Implement MPIEngine render engine
This render engine uses SPMD (single process, multiple data) to perform renders in parallel, using MPI (message passing interface). The paradigm is that multiple independent processes are launched, all of which build their own copy of the scenegraph in parallel and all generate rendering tasks. Each process with rank > 0 then works on a subset of those tasks and sends the results to the rank = 0 process, which processes the results. After the render is complete, only process 0 has the complete results.
MPI communications are blocking (send/recv rather than isend/irecv) and use mpi4py's methods for general Python objects, rather than the high performance equivalents utilising the buffer protocol (Send/Recv). The latter is done to avoid loss of generality of the render engine: it supports any function supported by the other render engines, not just ones returning objects supporting the buffer protocol. The use of blocking comms simplifies the implementation and in testing (using the MPI variant of the raysect logo demo) the MPI comms were a small fraction - < 5% - of the total run time, with the vast majority of the time - > 85 % - spent in the render function itself. So the simplicity of implementation does not have a significant performance cost.
Tasks are distributed approximately equally among all workers at startup, with no adaptive scheduling. Again, this is done for simplicity of implementation as an adaptive scheduler would need some way of tracking how long each process was spending on tasks and all processes would need to communicate with one another about which tasks they were taking on. Adding an adaptive scheduler could be left to future work, but in testing any uneven runtime caused by the naive task distribution seemed to only have a small effect on the total run time, so the simplicity of the current solution is advantageous.

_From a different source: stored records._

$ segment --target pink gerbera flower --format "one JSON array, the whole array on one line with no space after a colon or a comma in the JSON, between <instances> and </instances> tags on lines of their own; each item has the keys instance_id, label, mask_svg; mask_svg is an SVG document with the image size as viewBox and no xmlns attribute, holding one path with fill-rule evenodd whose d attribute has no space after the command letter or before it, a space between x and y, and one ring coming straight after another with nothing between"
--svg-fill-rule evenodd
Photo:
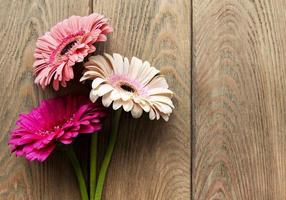
<instances>
[{"instance_id":1,"label":"pink gerbera flower","mask_svg":"<svg viewBox=\"0 0 286 200\"><path fill-rule=\"evenodd\" d=\"M35 83L45 88L53 81L55 90L59 84L65 87L74 77L72 66L95 51L95 42L106 41L106 34L112 31L107 21L97 13L72 16L41 36L34 54Z\"/></svg>"},{"instance_id":2,"label":"pink gerbera flower","mask_svg":"<svg viewBox=\"0 0 286 200\"><path fill-rule=\"evenodd\" d=\"M103 107L87 97L43 100L38 108L20 115L9 145L17 156L44 161L57 143L70 144L78 134L100 130L104 116Z\"/></svg>"}]
</instances>

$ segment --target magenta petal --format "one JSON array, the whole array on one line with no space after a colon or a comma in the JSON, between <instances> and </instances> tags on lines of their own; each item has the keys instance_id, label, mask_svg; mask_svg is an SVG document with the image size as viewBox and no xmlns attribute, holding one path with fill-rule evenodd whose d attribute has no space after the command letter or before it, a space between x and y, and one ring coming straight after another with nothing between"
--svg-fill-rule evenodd
<instances>
[{"instance_id":1,"label":"magenta petal","mask_svg":"<svg viewBox=\"0 0 286 200\"><path fill-rule=\"evenodd\" d=\"M50 145L50 146L47 146L44 149L35 150L35 151L32 151L32 152L29 152L29 153L26 154L26 158L28 160L30 160L30 161L38 160L40 162L43 162L53 152L55 147L56 147L55 145Z\"/></svg>"},{"instance_id":2,"label":"magenta petal","mask_svg":"<svg viewBox=\"0 0 286 200\"><path fill-rule=\"evenodd\" d=\"M94 132L95 128L92 127L92 126L83 126L81 129L80 129L80 132L81 133L92 133Z\"/></svg>"},{"instance_id":3,"label":"magenta petal","mask_svg":"<svg viewBox=\"0 0 286 200\"><path fill-rule=\"evenodd\" d=\"M63 144L71 144L72 143L72 139L61 139L61 143Z\"/></svg>"},{"instance_id":4,"label":"magenta petal","mask_svg":"<svg viewBox=\"0 0 286 200\"><path fill-rule=\"evenodd\" d=\"M8 144L17 156L44 161L55 144L70 144L78 134L101 129L104 108L88 97L60 97L44 100L28 114L20 115Z\"/></svg>"}]
</instances>

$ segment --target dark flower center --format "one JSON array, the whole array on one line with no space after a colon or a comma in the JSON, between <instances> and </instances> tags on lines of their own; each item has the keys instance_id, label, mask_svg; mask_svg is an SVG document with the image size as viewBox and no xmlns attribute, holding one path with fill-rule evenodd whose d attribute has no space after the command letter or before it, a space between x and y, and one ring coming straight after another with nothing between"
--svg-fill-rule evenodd
<instances>
[{"instance_id":1,"label":"dark flower center","mask_svg":"<svg viewBox=\"0 0 286 200\"><path fill-rule=\"evenodd\" d=\"M127 92L132 92L132 93L135 92L135 89L130 85L123 84L120 87Z\"/></svg>"},{"instance_id":2,"label":"dark flower center","mask_svg":"<svg viewBox=\"0 0 286 200\"><path fill-rule=\"evenodd\" d=\"M68 43L62 50L61 50L61 55L64 55L66 52L68 52L72 47L73 45L75 45L77 41L72 41L70 43Z\"/></svg>"}]
</instances>

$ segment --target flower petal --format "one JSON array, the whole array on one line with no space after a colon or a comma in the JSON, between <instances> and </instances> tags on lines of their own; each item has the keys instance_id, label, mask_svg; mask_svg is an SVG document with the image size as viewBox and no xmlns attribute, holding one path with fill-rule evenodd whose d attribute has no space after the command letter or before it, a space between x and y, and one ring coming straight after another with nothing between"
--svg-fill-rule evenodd
<instances>
[{"instance_id":1,"label":"flower petal","mask_svg":"<svg viewBox=\"0 0 286 200\"><path fill-rule=\"evenodd\" d=\"M91 87L96 89L100 84L102 84L105 80L102 78L96 78L92 81Z\"/></svg>"},{"instance_id":2,"label":"flower petal","mask_svg":"<svg viewBox=\"0 0 286 200\"><path fill-rule=\"evenodd\" d=\"M123 104L122 100L113 101L112 108L113 110L118 110Z\"/></svg>"},{"instance_id":3,"label":"flower petal","mask_svg":"<svg viewBox=\"0 0 286 200\"><path fill-rule=\"evenodd\" d=\"M110 92L111 90L113 90L113 87L109 84L103 84L103 85L100 85L99 88L98 88L98 96L103 96L105 94L107 94L108 92Z\"/></svg>"},{"instance_id":4,"label":"flower petal","mask_svg":"<svg viewBox=\"0 0 286 200\"><path fill-rule=\"evenodd\" d=\"M132 100L123 101L123 109L124 109L126 112L129 112L130 110L132 110L133 104L134 104L134 103L133 103Z\"/></svg>"},{"instance_id":5,"label":"flower petal","mask_svg":"<svg viewBox=\"0 0 286 200\"><path fill-rule=\"evenodd\" d=\"M134 104L132 110L131 110L131 114L134 118L139 118L141 117L143 113L143 110L140 106L138 106L137 104Z\"/></svg>"},{"instance_id":6,"label":"flower petal","mask_svg":"<svg viewBox=\"0 0 286 200\"><path fill-rule=\"evenodd\" d=\"M102 104L105 107L109 107L112 103L112 99L110 98L110 94L106 94L102 97Z\"/></svg>"}]
</instances>

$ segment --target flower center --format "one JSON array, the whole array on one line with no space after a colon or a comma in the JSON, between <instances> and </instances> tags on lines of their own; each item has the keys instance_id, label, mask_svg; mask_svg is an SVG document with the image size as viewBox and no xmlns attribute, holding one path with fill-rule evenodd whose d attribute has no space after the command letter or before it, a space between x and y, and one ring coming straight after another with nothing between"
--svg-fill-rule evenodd
<instances>
[{"instance_id":1,"label":"flower center","mask_svg":"<svg viewBox=\"0 0 286 200\"><path fill-rule=\"evenodd\" d=\"M45 131L45 130L40 130L37 132L38 135L42 135L42 136L49 135L50 133L51 133L50 131Z\"/></svg>"},{"instance_id":2,"label":"flower center","mask_svg":"<svg viewBox=\"0 0 286 200\"><path fill-rule=\"evenodd\" d=\"M60 120L56 120L55 122L53 122L52 124L48 125L47 127L44 127L42 130L39 130L37 132L38 135L49 135L53 132L55 132L57 129L62 129L64 124L67 124L69 122L72 122L74 120L74 116L66 119L60 119Z\"/></svg>"},{"instance_id":3,"label":"flower center","mask_svg":"<svg viewBox=\"0 0 286 200\"><path fill-rule=\"evenodd\" d=\"M79 31L74 34L70 34L67 37L63 38L61 43L53 50L49 63L57 62L63 55L65 55L76 43L84 36L84 31ZM64 47L64 48L63 48Z\"/></svg>"},{"instance_id":4,"label":"flower center","mask_svg":"<svg viewBox=\"0 0 286 200\"><path fill-rule=\"evenodd\" d=\"M76 43L77 41L71 41L70 43L68 43L62 50L61 50L61 55L64 55L65 53L67 53Z\"/></svg>"},{"instance_id":5,"label":"flower center","mask_svg":"<svg viewBox=\"0 0 286 200\"><path fill-rule=\"evenodd\" d=\"M120 85L120 88L127 92L131 92L131 93L134 93L136 91L131 85L128 85L126 83L123 83L122 85Z\"/></svg>"},{"instance_id":6,"label":"flower center","mask_svg":"<svg viewBox=\"0 0 286 200\"><path fill-rule=\"evenodd\" d=\"M125 92L132 93L134 95L147 95L146 87L136 79L131 79L125 74L114 74L108 77L108 82L117 89L121 89Z\"/></svg>"}]
</instances>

One other advantage of this render engine is that it doesn't require the fork() semantics of Linux for efficient sharing of the scenegraph between processes. It'll therefore enable efficient parallel processing on systems which don't implement fork(), such as Windows. This is partly why I named it MPIEngine rather than ClusterEngine, as it's useful on more than just distributed memory systems.
This is branched off from master (v0.8.1) and doesn't have any of the refactor in the feature/ClusterEngine branch, as that was the quickest way to get something prototyped. I'm opening the PR for early feedback before worrying too much about bringing ClusterEngine (and development) up to date with the latest release and then adding this on top.